McCabe Nancy, Butler Javed, Dunbar Sandra B, Higgins Melinda, Reilly Carolyn
Nell Hodgson Woodruff School of Nursing, Emory University, Atlanta, GA, USA.
Cardiology Division, Stony Brook University School of Medicine, Stony Brook, NY, USA.
Heart Lung. 2017 Jul-Aug;46(4):287-292. doi: 10.1016/j.hrtlng.2017.04.001. Epub 2017 May 24.
To determine the relationship between 6-min walk test distance (6MWD) and 30-day readmission in hospitalized heart failure (HF) patients.
6MWD is known to predict hospitalizations in outpatients with HF, but its ability to predict recidivism in hospitalized HF patients is relatively unknown.
Seventy-one hospitalized HF patients with NYHA Class II/III (mean age 52.6 ± 12.3 years, 42.3% female, 73.2% African American) performed 6MWD prior to discharge. Logistic regression was used to determine relationships between 6MWD and 30-day readmission.

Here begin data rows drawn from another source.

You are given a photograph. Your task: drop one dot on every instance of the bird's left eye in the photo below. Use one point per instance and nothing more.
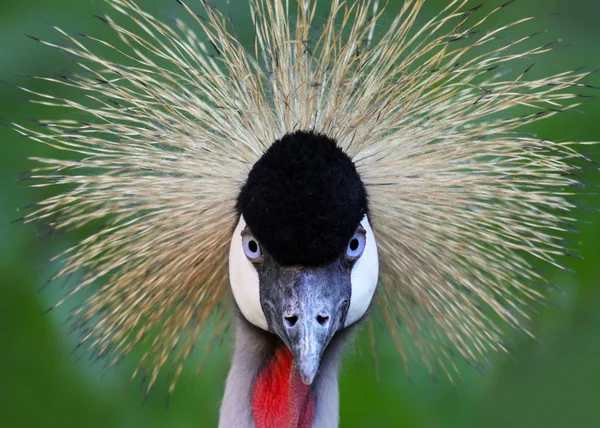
(356, 246)
(252, 248)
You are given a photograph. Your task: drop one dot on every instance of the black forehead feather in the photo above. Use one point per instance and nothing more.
(303, 199)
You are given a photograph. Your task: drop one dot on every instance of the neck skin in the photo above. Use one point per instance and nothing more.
(259, 354)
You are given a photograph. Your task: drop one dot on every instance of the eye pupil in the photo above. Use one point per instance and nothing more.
(253, 246)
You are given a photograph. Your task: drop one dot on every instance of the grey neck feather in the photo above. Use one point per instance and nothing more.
(253, 347)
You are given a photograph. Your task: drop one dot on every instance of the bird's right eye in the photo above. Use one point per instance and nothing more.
(252, 248)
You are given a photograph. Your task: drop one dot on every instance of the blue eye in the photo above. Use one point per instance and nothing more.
(356, 246)
(252, 248)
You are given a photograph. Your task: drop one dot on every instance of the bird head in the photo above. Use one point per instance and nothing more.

30-day readmission occurred in 14 (19.7%) patients. Average 6MWD was 756.4 ± 403.2 feet. Higher 6MWD significantly decreased risk of 30-day readmission, even after adjusting for sociodemographic and clinical characteristics (OR = .84, 95% CI [.71, .99]). For each additional 100 feet walked, odds of a 30-day readmission decreased by 16%.
6MWD predicted 30-day readmission in this study, warranting further investigation to understand how the 6MWD may predict readmissions and guide treatment in hospitalized HF patients.
确定住院心力衰竭(HF)患者的6分钟步行试验距离(6MWD)与30天再入院之间的关系。
已知6MWD可预测HF门诊患者的住院情况,但其预测住院HF患者再入院的能力相对未知。
71例NYHA II/III级住院HF患者(平均年龄52.6±12.3岁,42.3%为女性,73.2%为非裔美国人)在出院前进行了6MWD测试。采用逻辑回归确定6MWD与30天再入院之间的关系。
14例(19.7%)患者发生了30天再入院。平均6MWD为756.4±403.2英尺。即使在调整了社会人口统计学和临床特征后,较高的6MWD也显著降低了30天再入院的风险(OR = 0.84,95%CI[0.71,0.99])。每多走100英尺,30天再入院的几率就降低16%。
在本研究中,6MWD可预测30天再入院情况,有必要进一步研究以了解6MWD如何预测再入院并指导住院HF患者的治疗。